In 2025, NMFWRI initiated a cross-program collaboration called Fire-Informed Restoration Education for New Mexico (FIRENM). Led by NMFWRI program managers Shantini Ramakrishnan and Kathryn Mahan, the FIRENM project draws together the tremendous capacity in our Ecological Monitoring, Conservation Science Center, and Collaboration programs, along with our Public Information and Research staff, to build ongoing community engagement and support in training, education, capacity building, and workforce development. The FIRENM project allows NMFWRI to take a comprehensive approach to providing support for communities in mitigating wildfire risk, recovering from wildfires, and developing restorative economies, with the general goal of increasing resiliency in ecological and economic conditions.

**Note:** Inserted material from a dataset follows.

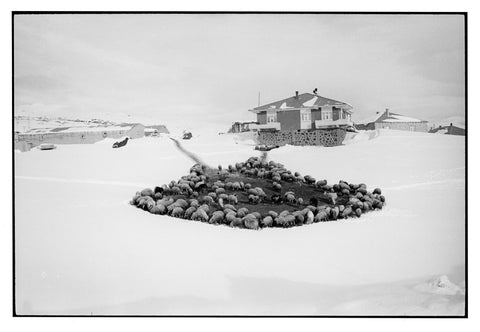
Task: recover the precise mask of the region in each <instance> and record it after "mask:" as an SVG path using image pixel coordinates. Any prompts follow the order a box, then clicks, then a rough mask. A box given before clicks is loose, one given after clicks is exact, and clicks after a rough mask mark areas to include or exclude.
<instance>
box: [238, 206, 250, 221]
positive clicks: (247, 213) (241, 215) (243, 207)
mask: <svg viewBox="0 0 480 332" xmlns="http://www.w3.org/2000/svg"><path fill="white" fill-rule="evenodd" d="M248 212H249V211H248V209H247V208H245V207H243V208H240V209H238V211H237V216H238V217H240V218H243V217H245V216H246V215H247V214H248Z"/></svg>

Along with our sister institutes in Arizona and Colorado, in 2025 NMFWRI advanced our cross-SWERI work tied to our ReSHAPE project. We reached a milestone as we launched the Treatment and Wildfire Interagency Geodatabase (TWIG), developed by NMFWRI’s GIS Program staff with support from our SWERI alliance partners and our contractor, Innovate! The TWIG map, the first of its kind, provides a wholly open access map of vegetation treatments and wildfires dating back to 1984 on federal lands managed by the Department of the Interior and the U.S. Department of Agriculture, with details about each treatment and fire, and lots of functions that allow users to query specific landscapes and treatment types. Our GIS staff has been busy promoting this valuable and useful resource, and already it has been adopted for use by researchers, agency staff, NGOs and landowners.

In 2025, we also advanced our work with Hub sites, which provide a template for useful, web-based tools that serve many purposes. Hub sites provide a centralized, easily accessible resource for anyone with an Internet connection, where people with common interests or objectives can post and search for information that facilitates their common work. Along with key partners in New Mexico, NMFWRI has developed and hosts a Hub site that enables conservation collaborative groups to share information, and another Hub site where communities and local governments can share informational resources that help them recover from devastating wildfires. The post-fire Hub tool is especially useful as it allows communities to draw on experience from other communities, allowing them to respond to wildfire emergencies and post-fire risks more quickly and effectively.

Twenty years ago, the NMFWRI and SWERI partners were created with the goal of promoting collaborative forest management, a new and promising approach in 2005. Our work in 2025 shows how we have solidified this approach over the past two decades. NMFWRI staff now look to collaboration – within our institute, across our SWERI alliance, and with community partners – as the normal way to operate in our work. And by collaborating, we work more efficiently, with greater impact and more sustainable outcomes.

All of us at NMFWRI look forward to continue collaborating with our partners through 2026, and we wish everyone a Happy New Year!